Detection of a Single-Copy Sequence on Human Metaphase by Cyclic PRINS
Primed in situ labeling (PRINS) is not merely an alternative to conventional fluorescent in situ hybridization (FISH) but a complementary approach. By combining features of FISH with polymerase chain reaction, it provides high sensitivity and specificity for in situ target sequence detection. In the original protocol described by Koch et al.1 an unlabeled oligonucleotide primer is annealed to its complementary target sequence and extended by DNA polymerase in presence of labeled nucleotides. The extended fluorescent labeled target is then visualized by fluorescent microscopy. In contrast to standard “tube PCR,” however, the mean length of extension generated by PRINS is only approximately 40 nucleotides2 and the amount of incorporated label is relatively low.
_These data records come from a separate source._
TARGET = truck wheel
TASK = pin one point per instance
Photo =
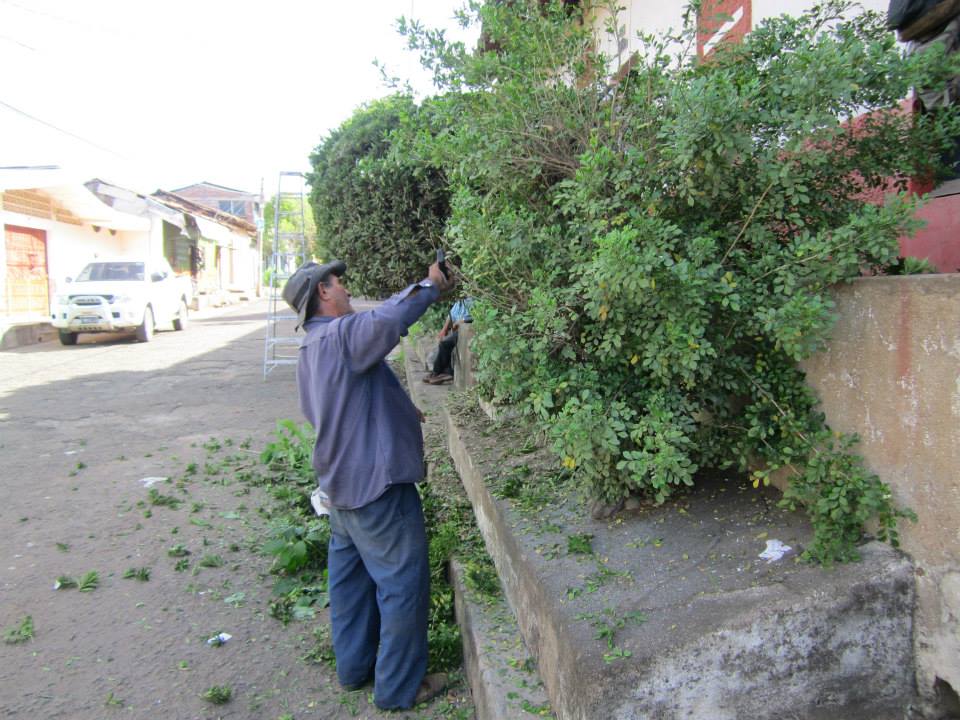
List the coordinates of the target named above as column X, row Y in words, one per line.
column 145, row 331
column 180, row 321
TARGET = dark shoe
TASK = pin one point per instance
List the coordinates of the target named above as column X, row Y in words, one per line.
column 431, row 686
column 353, row 687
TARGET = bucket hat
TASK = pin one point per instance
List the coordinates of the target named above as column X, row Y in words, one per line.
column 302, row 285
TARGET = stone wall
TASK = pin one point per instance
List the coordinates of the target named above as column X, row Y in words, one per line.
column 892, row 375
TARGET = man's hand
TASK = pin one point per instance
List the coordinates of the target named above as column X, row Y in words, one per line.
column 439, row 279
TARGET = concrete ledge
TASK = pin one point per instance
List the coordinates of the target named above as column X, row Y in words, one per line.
column 503, row 678
column 501, row 673
column 726, row 635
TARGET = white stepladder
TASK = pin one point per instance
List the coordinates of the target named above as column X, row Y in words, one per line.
column 289, row 253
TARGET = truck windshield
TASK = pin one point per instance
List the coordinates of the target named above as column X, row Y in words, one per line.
column 111, row 271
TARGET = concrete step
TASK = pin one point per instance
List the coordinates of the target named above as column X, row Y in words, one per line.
column 669, row 612
column 502, row 674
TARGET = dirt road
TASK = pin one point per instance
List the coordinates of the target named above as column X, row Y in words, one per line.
column 82, row 430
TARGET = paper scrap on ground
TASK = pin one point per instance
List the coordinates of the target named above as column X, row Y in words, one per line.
column 774, row 550
column 219, row 639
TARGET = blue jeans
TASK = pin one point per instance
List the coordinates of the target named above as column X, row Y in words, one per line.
column 379, row 582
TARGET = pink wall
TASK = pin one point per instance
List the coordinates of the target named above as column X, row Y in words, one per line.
column 939, row 241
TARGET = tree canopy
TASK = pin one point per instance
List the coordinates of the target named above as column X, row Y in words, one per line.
column 653, row 254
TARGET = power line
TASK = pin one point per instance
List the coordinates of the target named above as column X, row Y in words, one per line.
column 61, row 130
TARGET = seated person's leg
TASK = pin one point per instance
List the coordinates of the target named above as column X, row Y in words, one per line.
column 443, row 365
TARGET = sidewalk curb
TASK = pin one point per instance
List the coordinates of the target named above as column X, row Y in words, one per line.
column 499, row 668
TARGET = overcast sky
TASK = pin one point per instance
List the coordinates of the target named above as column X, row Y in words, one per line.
column 161, row 95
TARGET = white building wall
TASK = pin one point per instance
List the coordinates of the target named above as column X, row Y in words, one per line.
column 660, row 17
column 71, row 247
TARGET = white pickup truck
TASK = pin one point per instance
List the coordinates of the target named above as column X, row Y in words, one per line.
column 122, row 296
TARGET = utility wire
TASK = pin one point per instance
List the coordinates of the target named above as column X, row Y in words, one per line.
column 61, row 130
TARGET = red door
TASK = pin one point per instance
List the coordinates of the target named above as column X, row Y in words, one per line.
column 26, row 290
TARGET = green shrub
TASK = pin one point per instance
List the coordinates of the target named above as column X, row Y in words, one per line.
column 382, row 213
column 653, row 257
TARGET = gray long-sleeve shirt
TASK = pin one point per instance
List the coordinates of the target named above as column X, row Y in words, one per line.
column 368, row 430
Consequently, PRINS was mainly applied for targets containing repetitive sequences and the identification of single-copy sequences was achieved only in very few cases during the first decade after its invention.3-5 Recently, however, several improvements of the PRINS technique have been described that allowed successful localization of singlecopy genes such as DMD, SRY, and SOX3.6-9 Moreover, PRINS has been successfully applied in the screening for chromosomal microdeletions in PraderWilli/Angelman and DiGeorge/velo-cardiofacial syndrome.10 Interestingly, various reports emphasize different modification steps of the original PRINS protocol. Hindkjaer et al.4 used a primer cocktail of 18 primers to detect a sequence of the p53 gene on chromosome 17pl3. The disadvantage of this approach is the
same as in other multiplex PCRs; primer selection and construction is as difficult since all must have the same annealing temperature. Troyer et al.5 used a cyclic PRINS approach for target amplification. However, technical limitations restrict this approach since most commercially available cover slips and glue do not withstand several cycles of annealing, extending, and denaturation. Kandandale8-9 and Tharapel et al.10 improved the sensitivity mainly by applying the Tyramide Signal Amplification System− (NEN Life Science Products, Boston, MA) in the immunochemistry step of the PRINS protocol. We have introduced a new chamber system for in situ applications of PRINS on slides6 which allows overcoming of some of the main disadvantages of the original PRINS protocol: (1) reaction conditions remain constant during many cycles, guaranteeing reliable results, (2) the open chamber allows for hot start and nested in situ PCR which is a unique improvement in the development of PRINS, and (3) since the reaction mix can be removed after cyclic amplification, aliquots can be run on a gel to check for successful amplification of an internal control. Our system can be used for the detection of high and low copy repetitive sequences, and it worked well for a 273-bp sequence of the single-copy DMD gene.